Good Food Blog
Beyond cornflakesPosted at 12:02PM, 11 November 2008 by Stuart Walton - Food and wine writer
What's for breakfast? This is, we are told, the most important meal of the day , so we'd better get it right. Eating nothing is disastrous, as it leads to hunger pangs kicking in around the middle of the morning, so that we find ourselves overeating at lunchtime, or else filling up in the interim on choccy biccies.
There wasn't, it seemed, even time to put the kettle on
People who drink heroically in the evenings are more inclined to skip breakfast, finding that they have no appetite when they get up for work, other than for another pint - of strong, engine-revving coffee. My sweetheart used to leave for the morning commute from Brighton to London with nothing more than a sip of water to run on. There wasn't, it seemed, even time to put the kettle on.
So breakfast is necessary. But of what shall it consist? The grilled chops, liver and bacon or kedgeree of earlier eras, when breakfast really was a matter of breaking the fast of night with a meal (since lunch had yet to be invented), may not be quite practical these days. We rarely want to do anything that feels too much like cooking, except typically at weekends, when the frying pan gets its weekly outing.
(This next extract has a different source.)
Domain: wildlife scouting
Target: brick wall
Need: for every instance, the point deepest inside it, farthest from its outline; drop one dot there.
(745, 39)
The nearest I get to cooking on weekday mornings is an egg (or eggs). What can be more comforting than a poached egg on toast, or scrambled if I've the energy, the more so if the toast is also spread with some good smoked fish pâté. Sometimes I'll do an omelette, loaded with ham and chopped spring onion but never cheese, which has no place on the breakfast table for me, whatever the Dutch people say.
What I've discovered over the years is that I have very savoury tastes first thing in the morning, even to the exclusion of marmalade. I buy marmalade as though it ought to be a kitchen standby, but at what time of day I'm expecting to eat it, I can't say. A fruit yoghurt I can manage, but that's as near as I get to sugar at the break of day.
A recent trip to Beijing and Shanghai made me reflect on breakfast. Apart from congee, the thin rice gruel that may taste of next to nothing or else be alive with chillies, the Chinese people eat pretty much what they would eat at any other time of day, selecting jiaozi (dumplings) from the hotel breakfast spreads, with a little braised pak choi and shredded ginger on the side.
While I can't warm to congee, what I did find utterly satisfying and nourishing first thing was egg fried rice . It somehow combines the British elements of eggs and frying, but with the fortifying carbohydrate in the form of grains rather than bread. It sets you up for the morning, as breakfasts are supposed to, especially at the dank end of the year. If I could bear to make with the wok as soon as I got up, this is how I might ideally choose to start my day.
What unlikely dishes do you dream of in those moments before arising?